A Case Study for the Kidd Creek Leaky Feeder Network for Mine “D”

Building a two-way radio network is challenging, but building one to operate underground to support mining operations is extremely difficult due to the harsh and ever-changing propagation environment. Signals reflect inside a mine and cause multipath interference. In addition, these same signals will not penetrate the mine walls.

Having worked on several types of mines – in situ, open pit, and shaft – the deep Kidd Creek mine north of Timmons, Ontario offered a particularly difficult technical challenge for a “Leaky Feeder” design.

TechTarget (2015) defines a leaky feeder as a coaxial cable that has small sections of its copper shielding stripped away to allow radio frequency (RF) signals to escape. Leaky feeders, which act as extended antennas, are also called radiating cables.

Leaky feeders are used in places where the actual structure makes RF communication difficult. Leaky feeders are often used in structures with metal frameworks such as skyscrapers, tunnels, ships and planes to extend mobile coverage. They are also useful in situations where low power levels are required to prevent interference with other communication technologies that share the same frequency spectrum.

Leaky feeders were originally used in underground mines. Normally it would be impossible for someone in a mine to communicate with the surface with a hand-held radio. Sufficient cabling working in conjunction with signal amplifiers, however, can be strong enough to cover an entire mine. Base stations on the surface can then route and combine multiple audio channels so the miner’s communications to can remain separate or be combined as needs require. The Kidd Creek Leaky Feeder network included an underground LMR (Land Mobile Radio) design amongst other signal types that were all integrated into a shared harmonized network.

In 1964, geologists discovered the ore body and at its peak, this mine employed nearly 3,000 staff and contractors.

It started as an open pit mine until it reached its maximum allowable depth and then shaft mining was begun. The vertical shafts run down beside the ore body and horizontal levels extend into the ore body for ore extraction and back-filling.

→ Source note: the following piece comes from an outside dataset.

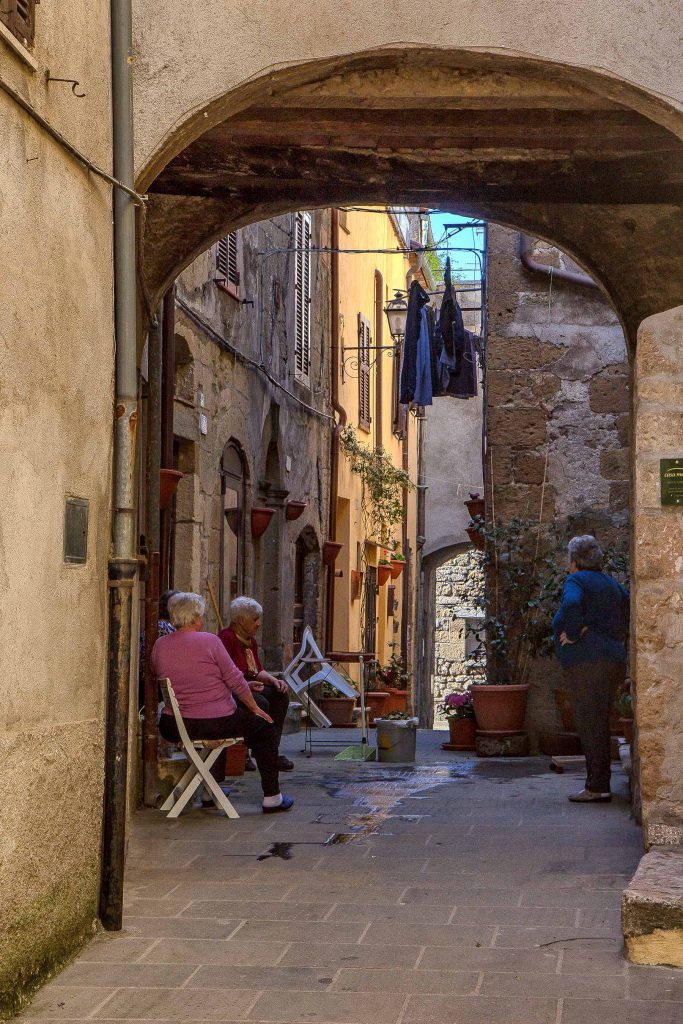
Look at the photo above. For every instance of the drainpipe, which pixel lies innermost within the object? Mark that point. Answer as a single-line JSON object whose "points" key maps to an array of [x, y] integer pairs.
{"points": [[526, 259], [123, 563], [339, 426], [152, 587]]}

In 2000, the vision was to automate the mine with cameras to permit remote mining operation from the surface. The worker commute time from the surface to the greatest depth was over two hours. Therefore, in order to be productive and recover the ore for a profit, automation was required. Automation requires communications on the machines, between pieces of equipment, and man-machine interfaces.  It was deemed worthwhile to remotely operate the mine operations from the surface near the mine headframe.  Parts of the mining process where considered that followed the workflow and the ores journey from in the rock face to the Met Site.

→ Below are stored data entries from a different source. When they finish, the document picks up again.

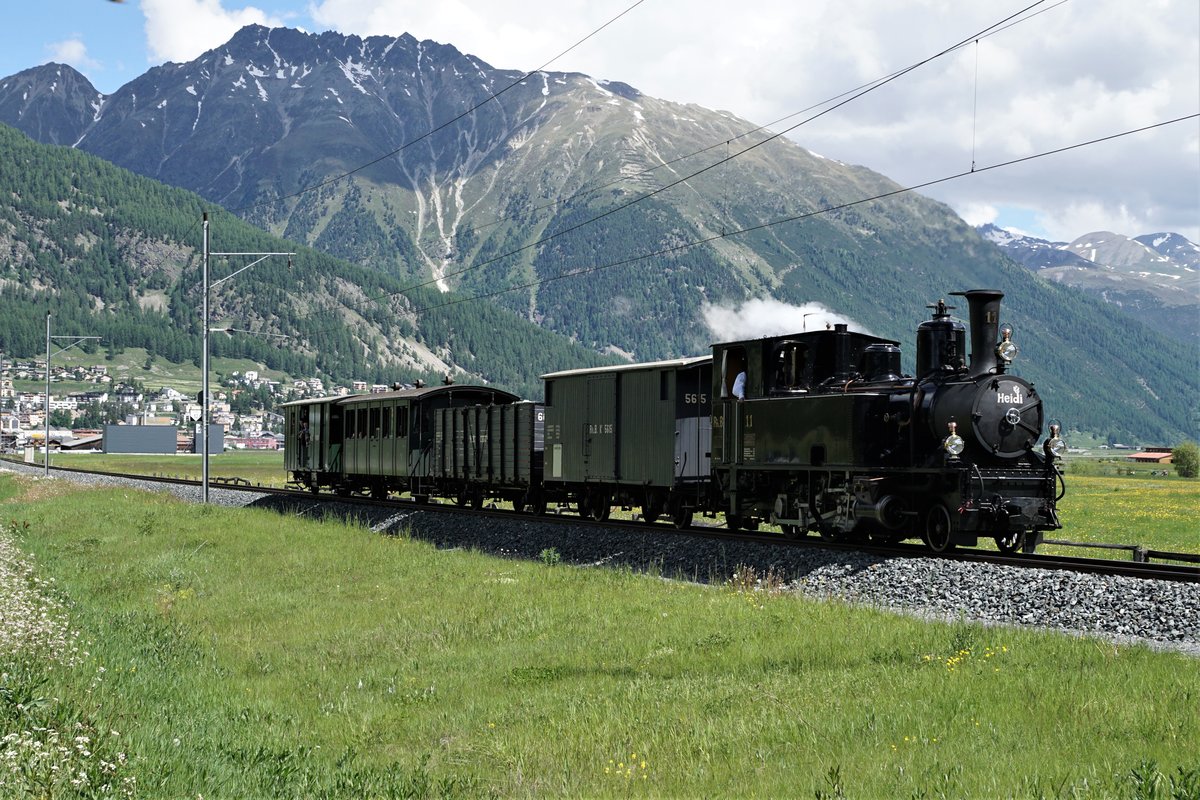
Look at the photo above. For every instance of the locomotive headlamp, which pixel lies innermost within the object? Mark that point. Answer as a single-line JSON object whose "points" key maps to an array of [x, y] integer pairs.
{"points": [[1055, 445], [953, 444], [1007, 349]]}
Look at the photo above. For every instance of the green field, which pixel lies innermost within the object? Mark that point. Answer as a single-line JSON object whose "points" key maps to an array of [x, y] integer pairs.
{"points": [[239, 654], [1153, 512], [259, 467]]}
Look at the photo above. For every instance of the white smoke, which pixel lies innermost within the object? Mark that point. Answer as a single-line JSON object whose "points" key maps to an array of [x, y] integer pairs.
{"points": [[763, 317]]}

The original project request began with the desire to bring video cameras from the 9,600 feet deep mine into the control centre on the surface. More than 100 cameras have been installed in the Mine D shaft. With four main shafts and many layers into the main ore body, Kidd Creek is a significant mine. In fact, it is the world’s deepest copper / zinc mine. The operations are extensive with a series of multi-stage, variable speed conveyor belts on all production levels and high-speed skiffs running up towards the 4,300 foot level and ultimately to the surface. At the 4300’ level, a rock crushing plant was built to pre-crush rocks before the final lift to the surface. Kidd Creek operates its own railroad that carries the ore from the mine surface to the Metallurgical Site located 27 kilometres away where the ore is processed and the minerals extracted and separated from the tailings.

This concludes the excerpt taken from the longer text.